Umberto Saba, Ammonizione ed altre poesie. 1900-1910
Trieste, 1932
«Gedruckt im Auftrag des Autors und herausgegeben von Virgilio Giotti», nahm das Werk ein Projekt von 1920 für einen in mehrere kleine Bände aufgeteilten Canzoniere wieder auf. Wieder waren es die Poesie dell’adolescenza e giovanili, die neu geordnet, gesichtet und ausgewählt wurden.
1933
Berto
“Berto”, sagte ich zu ihm, “hab’ keine Angst.
Ich rede so mit dir, weißt du, aber ich wage es nicht,
oder kaum, dich zu befragen. Bist nicht du,
plötzlich wieder zurück, mein verborgener
Schatz? Und trage ich heute nicht deinen Namen?”

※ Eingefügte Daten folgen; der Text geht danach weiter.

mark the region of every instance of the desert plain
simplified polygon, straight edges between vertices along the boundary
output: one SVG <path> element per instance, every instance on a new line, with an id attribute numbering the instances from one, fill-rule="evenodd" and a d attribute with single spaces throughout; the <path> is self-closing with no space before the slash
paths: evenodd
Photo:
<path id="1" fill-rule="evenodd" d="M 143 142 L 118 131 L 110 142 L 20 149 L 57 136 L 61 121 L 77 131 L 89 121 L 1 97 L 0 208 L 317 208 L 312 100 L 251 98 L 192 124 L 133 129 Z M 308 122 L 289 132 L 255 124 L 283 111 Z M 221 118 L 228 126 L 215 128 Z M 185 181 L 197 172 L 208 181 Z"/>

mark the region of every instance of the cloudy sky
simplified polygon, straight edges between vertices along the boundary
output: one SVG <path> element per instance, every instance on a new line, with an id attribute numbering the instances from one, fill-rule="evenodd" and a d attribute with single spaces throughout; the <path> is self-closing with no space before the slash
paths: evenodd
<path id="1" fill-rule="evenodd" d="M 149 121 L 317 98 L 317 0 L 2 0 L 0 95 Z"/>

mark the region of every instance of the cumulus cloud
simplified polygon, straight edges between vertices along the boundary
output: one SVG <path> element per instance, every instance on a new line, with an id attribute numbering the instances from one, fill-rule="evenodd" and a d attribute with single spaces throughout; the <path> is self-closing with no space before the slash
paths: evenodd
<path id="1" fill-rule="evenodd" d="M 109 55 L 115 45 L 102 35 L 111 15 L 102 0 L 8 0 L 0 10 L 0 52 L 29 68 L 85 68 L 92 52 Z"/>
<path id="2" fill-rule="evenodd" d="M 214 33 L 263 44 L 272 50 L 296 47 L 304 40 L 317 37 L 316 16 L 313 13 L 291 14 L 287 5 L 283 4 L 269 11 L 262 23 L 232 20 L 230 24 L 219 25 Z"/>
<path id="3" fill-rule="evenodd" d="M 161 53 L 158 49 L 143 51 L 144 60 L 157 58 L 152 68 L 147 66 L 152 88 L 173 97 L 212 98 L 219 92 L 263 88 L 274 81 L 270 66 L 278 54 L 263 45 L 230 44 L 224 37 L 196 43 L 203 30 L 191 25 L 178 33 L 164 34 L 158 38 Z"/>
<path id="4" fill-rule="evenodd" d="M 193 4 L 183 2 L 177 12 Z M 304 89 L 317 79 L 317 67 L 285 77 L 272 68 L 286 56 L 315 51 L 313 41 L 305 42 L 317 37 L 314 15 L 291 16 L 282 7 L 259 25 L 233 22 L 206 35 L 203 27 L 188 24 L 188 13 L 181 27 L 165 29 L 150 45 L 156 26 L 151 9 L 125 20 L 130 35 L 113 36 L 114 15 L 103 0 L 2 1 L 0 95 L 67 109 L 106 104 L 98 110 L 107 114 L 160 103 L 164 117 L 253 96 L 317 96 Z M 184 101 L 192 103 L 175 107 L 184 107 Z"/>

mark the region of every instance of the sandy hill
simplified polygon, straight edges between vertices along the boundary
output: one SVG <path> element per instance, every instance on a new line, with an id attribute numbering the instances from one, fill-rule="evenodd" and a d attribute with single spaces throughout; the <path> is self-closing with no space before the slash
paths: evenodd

Umberto Saba, Tre composizioni precedute da un’Appendice e da Figure e Canti
Milano, Roma, Treves-Treccani-Tumminelli, 1933
Das Buch enthält die Verse, aus denen die Sammlung Il piccolo Berto besteht: «Es ist eine Art “amouröses Gespräch” zwischen dem Dichter, der auf die Fünfzig zugeht, und dem Kind, das er gewesen war (oder sich einbildete, es gewesen zu sein) […]. Il piccolo Berto ist nie ganz gestorben. Denn wäre dies geschehen, wäre Saba vollständig geheilt gewesen und hätte keine Gedichte mehr geschrieben: hätte keine Gedichte mehr schreiben müssen.»
1934
Der See
Kleiner See in den Bergen – am Tag
trinken warme Kühe an deinen Säumen;
in der Nacht spiegeln sich die Sterne – ich fühle
heute in einem Schauder deine Klarheit.
Umberto Saba, Parole
Lanciano, Carabba, 1934
Obwohl Saba in den Fünfzigern war, spürte er, dass er hier «”seine” Jugend […] den Frühling, der auf die Krise des Piccolo Berto folgte, einläutete; eine große innere Läuterung, auf die eine ebenso große Klärung der Form folgte». Der Dichter «hat in seiner Seele den Hass von der Liebe getrennt […], er hat die emotionale Ambivalenz überwunden, die ihn so sehr hatte leiden lassen». Lago (Der See) spiegelt den Sinn und den Gemütszustand wider, aus dem «das glückliche kleine Buch» entstand.
1945
Ich hatte
Ich hatte eine schöne Stadt in den steinigen Bergen
und das leuchtende Meer.
Umberto Saba, Il Canzoniere (1900-1945)
Roma, Einaudi, 1945
«Der Canzoniere ist die Geschichte, der “psychologische Roman” eines Lebens.» Er wurde bei Einaudi 24 Jahre nach der ersten Sammlung veröffentlicht. Saba arbeitete während des Krieges unablässig daran, ohne auf bereits gedruckte Bücher oder Freunde zurückgreifen zu können, und verließ sich nur auf sein Gedächtnis.
«Die Aufgabe der Poesie» ist es, «uns “in den dunklen Schoß der Welt” zurückzubringen.»